The protocols for the Wisconsin Sleep Cohort Study and informed-consent documents were approved by the institutional review board of the University of Wisconsin Medical School. In 1989, a subgroup of employees of four Wisconsin state agencies was mailed a four-page questionnaire on sleep habits, health history, and demographic information. A stratified random sample of respondents was invited to participate in the study. Participants completed a base-line overnight protocol that included assessments of the physiologic characteristics of sleep by polysomnography, blood pressure, habitus, health history, and other information. Approximately every four years thereafter, participants have been invited for follow-up studies.

Exclusion criteria included pregnancy, unstable or decompensated cardiopulmonary disease, airway cancers, and recent surgery of the upper respiratory tract. For this report, participants were also excluded if they had sleep studies with unusable physiologic measurements, an inadequate period of sleep (less than four hours), no episodes of rapid-eye-movement sleep, or a history of physician-diagnosed stroke or cardiovascular disease, or if they were receiving medical treatment for sleep-disordered breathing.

Participants

As of September 1999, a total of 1189 participants had completed a base-line sleep study and 957 of these participants had been invited for four-year follow-up studies. Of those invited, 709 (74 percent) participated in a follow-up study, 233 (24 percent) declined, and 15 (2 percent) could not be contacted (because they had moved or died). Of the 709 who completed four-year follow-up studies, 219 had been invited for eight-year follow-up studies at the time of our analysis. Of these, 184 (84 percent) completed the second follow-up study, 30 (14 percent) declined, and 5 (2 percent) could not be contacted. Table 1 compares key base-line variables among the participants who completed the base-line sleep study, those who completed the four-year follow-up study, and those who completed the eight-year follow-up study. There were no substantial differences among the three groups, although the percentage of female participants was slightly lower in the subgroup that completed the eight-year follow-up study.

View this table: [in this window] [in a new window]   Table 1. Base-Line Characteristics of the Participants Who Completed the Base-Line Sleep Study, the Four-Year Follow-up Study, and the Eight-Year Follow-up Study.

 
Collection of Data

The overnight sleep studies were conducted at the University of Wisconsin General Clinical Research Center in rooms resembling typical bedrooms. Participants arrived in the early evening. Sleep technicians obtained written informed consent and administered health-history and lifestyle questionnaires. The use of antihypertensive medication was determined on the basis of participants' answers to questions concerning the current use of -adrenergic antagonists, beta-blockers, calcium-channel blockers, diuretics, and angiotensin-converting–enzyme inhibitors for the treatment of hypertension. After administration of the questionnaires and after participants had been seated for at least 15 minutes, two or three readings of systolic and diastolic (phase V) blood pressure were obtained at 5-minute intervals with the use of conventional mercury sphygmomanometry according to the recommendations of the American Society of Hypertension.¹⁰ Habitus was assessed with the use of standard procedures¹¹ and included measurements of height (in meters) and weight (in kilograms); waist, hip, and neck circumference (in centimeters); skin-fold thickness (in millimeters) of the biceps, triceps, and subscapular and suprailiac areas with use of a caliper; and body-mass index, which was calculated as the weight in kilograms divided by the square of the height in meters.
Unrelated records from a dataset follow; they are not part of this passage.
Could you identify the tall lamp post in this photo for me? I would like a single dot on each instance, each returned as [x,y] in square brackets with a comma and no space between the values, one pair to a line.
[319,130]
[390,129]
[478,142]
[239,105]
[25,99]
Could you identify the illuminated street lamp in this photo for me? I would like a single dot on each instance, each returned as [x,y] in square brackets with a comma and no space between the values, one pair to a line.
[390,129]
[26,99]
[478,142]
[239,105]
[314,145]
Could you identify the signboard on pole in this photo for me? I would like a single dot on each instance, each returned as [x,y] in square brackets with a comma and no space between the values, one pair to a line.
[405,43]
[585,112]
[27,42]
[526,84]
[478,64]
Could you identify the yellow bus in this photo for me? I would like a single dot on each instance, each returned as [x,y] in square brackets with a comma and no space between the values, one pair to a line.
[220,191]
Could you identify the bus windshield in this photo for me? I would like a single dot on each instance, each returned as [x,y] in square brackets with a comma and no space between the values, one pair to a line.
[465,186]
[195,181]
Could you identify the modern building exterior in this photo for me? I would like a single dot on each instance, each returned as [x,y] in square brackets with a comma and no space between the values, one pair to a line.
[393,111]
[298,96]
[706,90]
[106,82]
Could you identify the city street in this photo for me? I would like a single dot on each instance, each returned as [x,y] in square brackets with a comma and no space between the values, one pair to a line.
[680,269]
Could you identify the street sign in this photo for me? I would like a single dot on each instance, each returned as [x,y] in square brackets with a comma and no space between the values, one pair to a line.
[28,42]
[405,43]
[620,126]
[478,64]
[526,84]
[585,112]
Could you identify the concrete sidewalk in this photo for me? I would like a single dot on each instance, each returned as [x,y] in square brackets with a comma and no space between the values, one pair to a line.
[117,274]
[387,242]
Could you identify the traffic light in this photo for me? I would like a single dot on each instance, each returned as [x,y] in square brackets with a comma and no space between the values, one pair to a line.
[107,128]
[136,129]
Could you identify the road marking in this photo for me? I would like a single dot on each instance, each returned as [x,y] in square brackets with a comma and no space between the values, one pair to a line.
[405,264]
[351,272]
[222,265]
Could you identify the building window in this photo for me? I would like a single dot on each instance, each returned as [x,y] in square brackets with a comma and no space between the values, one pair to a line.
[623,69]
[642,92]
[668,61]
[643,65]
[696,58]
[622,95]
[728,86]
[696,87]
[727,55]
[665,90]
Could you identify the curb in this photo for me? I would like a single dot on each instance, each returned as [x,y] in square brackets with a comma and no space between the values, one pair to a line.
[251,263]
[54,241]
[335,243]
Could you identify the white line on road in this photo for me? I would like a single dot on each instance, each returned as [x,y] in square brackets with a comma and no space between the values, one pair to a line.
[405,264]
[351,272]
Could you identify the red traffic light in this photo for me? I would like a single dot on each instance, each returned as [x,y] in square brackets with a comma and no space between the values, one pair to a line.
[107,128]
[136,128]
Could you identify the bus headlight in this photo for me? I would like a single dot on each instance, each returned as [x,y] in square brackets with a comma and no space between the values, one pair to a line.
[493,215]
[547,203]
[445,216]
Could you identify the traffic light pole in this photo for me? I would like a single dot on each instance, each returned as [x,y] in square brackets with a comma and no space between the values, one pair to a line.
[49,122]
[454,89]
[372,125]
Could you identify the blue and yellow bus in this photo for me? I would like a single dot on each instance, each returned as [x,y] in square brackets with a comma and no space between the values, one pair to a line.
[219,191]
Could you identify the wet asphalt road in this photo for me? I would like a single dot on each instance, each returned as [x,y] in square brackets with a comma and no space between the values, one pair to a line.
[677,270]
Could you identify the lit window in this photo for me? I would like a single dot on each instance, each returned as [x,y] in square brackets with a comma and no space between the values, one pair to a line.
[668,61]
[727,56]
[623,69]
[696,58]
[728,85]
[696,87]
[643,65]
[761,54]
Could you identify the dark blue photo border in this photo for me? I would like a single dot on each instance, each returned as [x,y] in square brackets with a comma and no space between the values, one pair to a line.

After the assessment of blood pressure and habitus, technicians affixed polysomnography leads to each participant and performed calibrations. An 18-channel polysomnographic recording system (model 78, Grass Instruments, Quincy, Mass.) was used to assess sleep state and respiratory and cardiac variables. Sleep state was measured with electroencephalography, electrooculography, and chin electromyography. These signals were used to determine the sleep stage for each 30-second interval of the polysomnographic record, according to conventional criteria.¹² Arterial oxyhemoglobin saturation, oral and nasal airflow, nasal air pressure, and rib-cage and abdominal respiratory motion were used to assess episodes of sleep-disordered breathing. Oxyhemoglobin saturation was continuously recorded with a pulse oximeter (model 3740, Ohmeda, Englewood, Colo.). Stalk-mounted thermocouples (ProTec, Hendersonville, Tenn.) detected oral and nasal airflow. A pressure transducer (Validyne Engineering, Northridge, Calif.) measured air pressure at the nares. Respiratory inductance plethysmography (Respitrace, Ambulatory Monitoring, Ardsley, N.Y.) recorded rib-cage and abdominal excursions. Sleep stage and respiratory events were assessed by trained sleep technicians and reviewed by an expert polysomnographer. Each 30-second interval of the polysomnographic record was inspected visually for episodes of abnormal breathing. Cessation of airflow for at least 10 seconds was defined as an episode of apnea. A discernible reduction in the sum amplitude of the rib-cage plus the abdominal excursions on respiratory inductance plethysmography that lasted at least 10 seconds and that was associated with a reduction in the oxyhemoglobin saturation of at least 4 percent was defined as an episode of hypopnea. The apnea–hypopnea index was defined as the average number of episodes of apnea and hypopnea per hour of objectively measured sleep and was the summary measurement of the occurrence of sleep-disordered breathing.

Statistical Analysis

The primary goal of the study was to estimate the association of sleep-disordered breathing at base line with the presence of hypertension four years later. With this approach, an interpretation of a positive association might be that greater initial degrees of sleep-disordered breathing accelerate the development of hypertension. Actual changes in blood-pressure levels were not modeled, because the prevalent use of antihypertensive medication in the cohort obscures underlying blood-pressure levels in those who use medications, possibly biasing associations.¹³ Participants whose blood pressure exceeded a specified cutoff point or who used antihypertensive medication at the time of their studies were classified as being hypertensive. In defining hypertension, we examined cutoff points for blood pressure ranging from 130/85 to 180/110 mm Hg. The cutoff point of primary interest was 140/90 mm Hg, which was defined as stage 1 hypertension by the sixth report of the Joint National Committee on Prevention, Detection, Evaluation, and Treatment of High Blood Pressure.¹⁴ Other cutoff points were also examined to determine whether the associations depended on the choice of cutoff point.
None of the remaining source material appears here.